Study after study corroborates the influence of home-town size. Analysis of the post-Björn Borg boom years in Swedish tennis showed that elite players mainly came from rural areas.
Dunman explains that this is not crazy statistics and a random message. “It is not the town size itself but the environment it creates,” she said. “In a smaller town you might have a better coaching situation, you might play more with adults or older children. It’s interesting that where the geography is different, the patterns are the same.”
Likewise, birth date is by no means a random message. A UK study of elite school-age athletes across a number of sports in 2006 showed that 50 per cent were born between September and December compared with 10 per cent for those born in the last quarter of the academic year.
The problem is not that August babies are ungifted. It is that the advantage of being born at the start of the academic year, which should gradually fade, is often perpetuated. The oldest and strongest children are fast-tracked and made stronger, with the younger and weaker facing an uphill struggle to catch up.
The message of the 2006 survey was so strong that an impressive pressure group, comprising the likes of Steve Cram, Gavin Hastings and Guin Batten, was formed to campaign for change to be made to existing competitive structures.
Only a very tiny minority ever make it in elite sport, which is why Dunman found it so interesting that an extraordinary richness of talent came from the Wrexham area. Three girls on her elite schemes come from near the Welsh town, population about 42,000: Vicky Thornley and Lucy Ryvar, who are rowers, and Laura Deas, who is a skeleton slider.
Should we all move to Wrexham? Not if we study the elite profile shared by the Wrexham three. They all have siblings, two of the three have brothers, and two of the three used to ride horses competitively. Horses require time, commitment and a routine, ideal preparation for elite sport and a big tick from Dunman.
And closer study shows they do not come exactly from Wrexham, but from villages outside.
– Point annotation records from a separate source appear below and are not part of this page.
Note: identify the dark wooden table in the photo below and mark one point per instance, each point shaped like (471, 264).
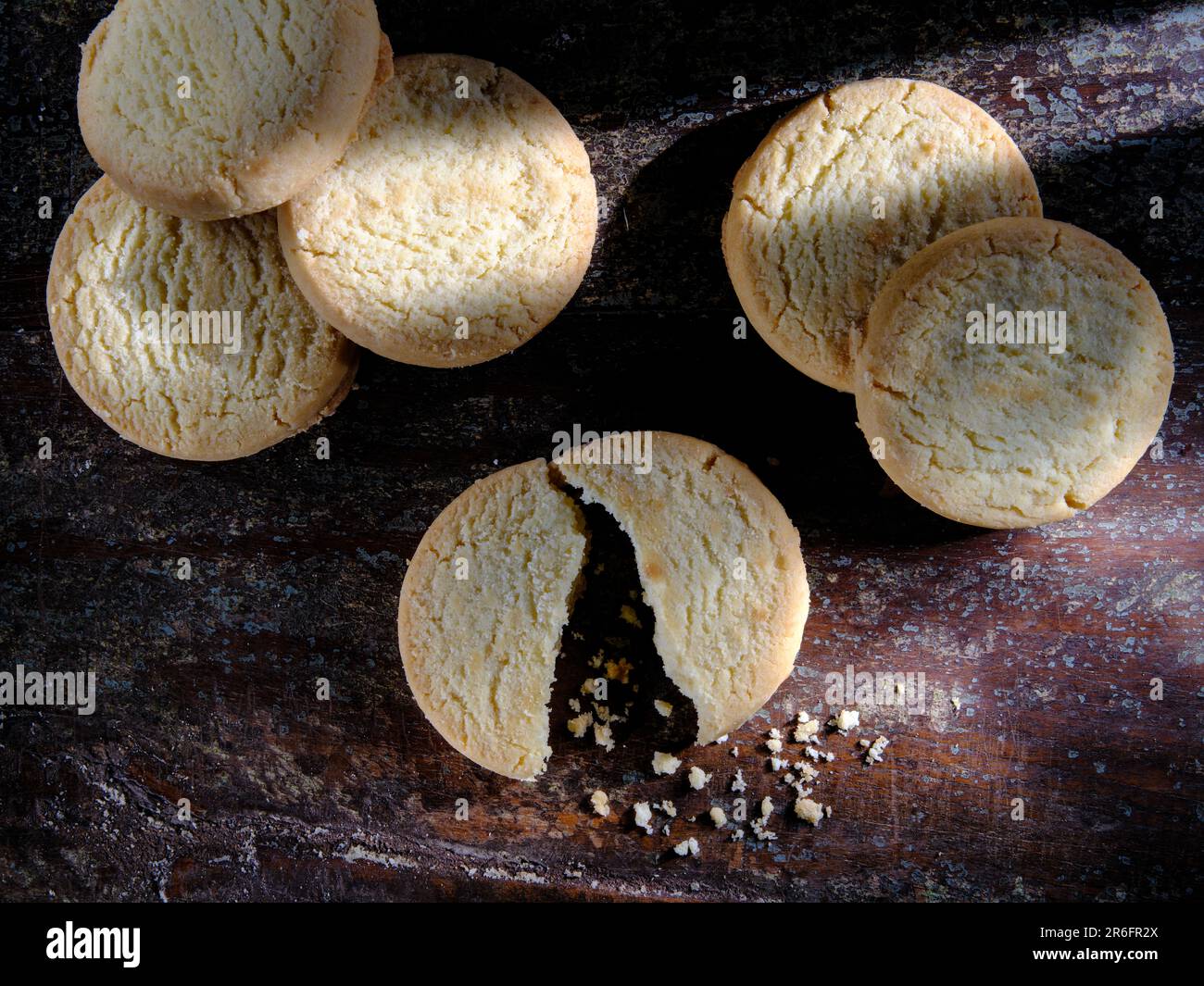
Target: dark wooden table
(207, 686)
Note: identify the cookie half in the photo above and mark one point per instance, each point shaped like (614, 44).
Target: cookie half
(1012, 372)
(224, 108)
(457, 225)
(189, 339)
(719, 561)
(483, 605)
(842, 192)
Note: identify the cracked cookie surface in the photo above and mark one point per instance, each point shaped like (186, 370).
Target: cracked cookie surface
(224, 108)
(458, 224)
(117, 260)
(842, 192)
(1012, 435)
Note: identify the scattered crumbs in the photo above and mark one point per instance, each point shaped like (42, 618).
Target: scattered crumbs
(759, 825)
(809, 810)
(619, 670)
(601, 803)
(665, 764)
(846, 720)
(806, 729)
(874, 750)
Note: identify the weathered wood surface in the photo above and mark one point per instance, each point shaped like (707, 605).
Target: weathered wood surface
(207, 686)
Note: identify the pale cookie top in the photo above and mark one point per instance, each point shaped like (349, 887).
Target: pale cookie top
(457, 225)
(1010, 433)
(483, 605)
(121, 272)
(719, 561)
(842, 192)
(224, 107)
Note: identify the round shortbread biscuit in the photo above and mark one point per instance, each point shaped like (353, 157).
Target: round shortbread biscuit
(719, 562)
(135, 300)
(483, 605)
(1004, 430)
(457, 225)
(224, 108)
(842, 192)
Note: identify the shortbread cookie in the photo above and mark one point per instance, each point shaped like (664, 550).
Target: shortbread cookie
(457, 225)
(483, 605)
(224, 108)
(719, 561)
(189, 339)
(964, 392)
(842, 192)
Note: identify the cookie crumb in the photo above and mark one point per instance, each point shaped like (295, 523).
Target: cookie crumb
(665, 764)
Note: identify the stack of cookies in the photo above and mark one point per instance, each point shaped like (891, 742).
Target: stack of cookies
(277, 191)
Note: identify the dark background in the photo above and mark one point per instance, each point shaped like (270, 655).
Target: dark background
(207, 686)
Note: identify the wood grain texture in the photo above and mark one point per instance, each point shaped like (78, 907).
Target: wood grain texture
(207, 686)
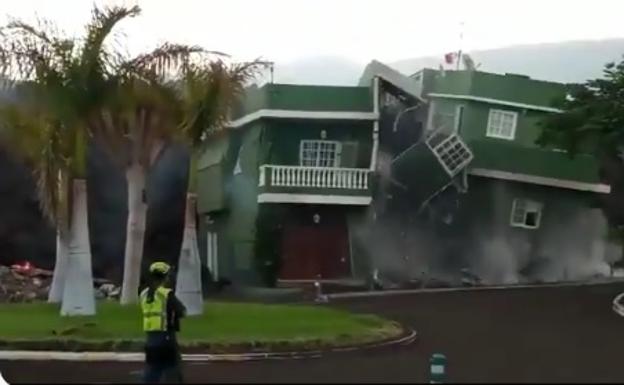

Deas went to school in Llanfynydd, population 700; Thornley in Holt, population 1,800; and Ryvar in Rossett, population 3,400. What perfect locations, what an ideal environment, what talent.
• Sign up to Talent 2016 at uksport.gov.uk/talent
Success by numbers
55 Percentage of male finalists at the English Schools Athletics Championships in 2002 who were born between September and December. The percentage for those born between June and August was eight.
97 Percentage of girls who had siblings who were accepted on to a UK Sport Talent ID programme called Girls4Gold. Of those accepted, 74 per cent had at least one brother.
13 Percentage of NHL players who come from cities of populations more than 500,000. Overall percentage of Americans from cities over 500,000 is 52. Percentage of NBA players from big cities: 29. Percentage of MLB players from big cities: 15. Percentage of PGA golfers from big cities: 13.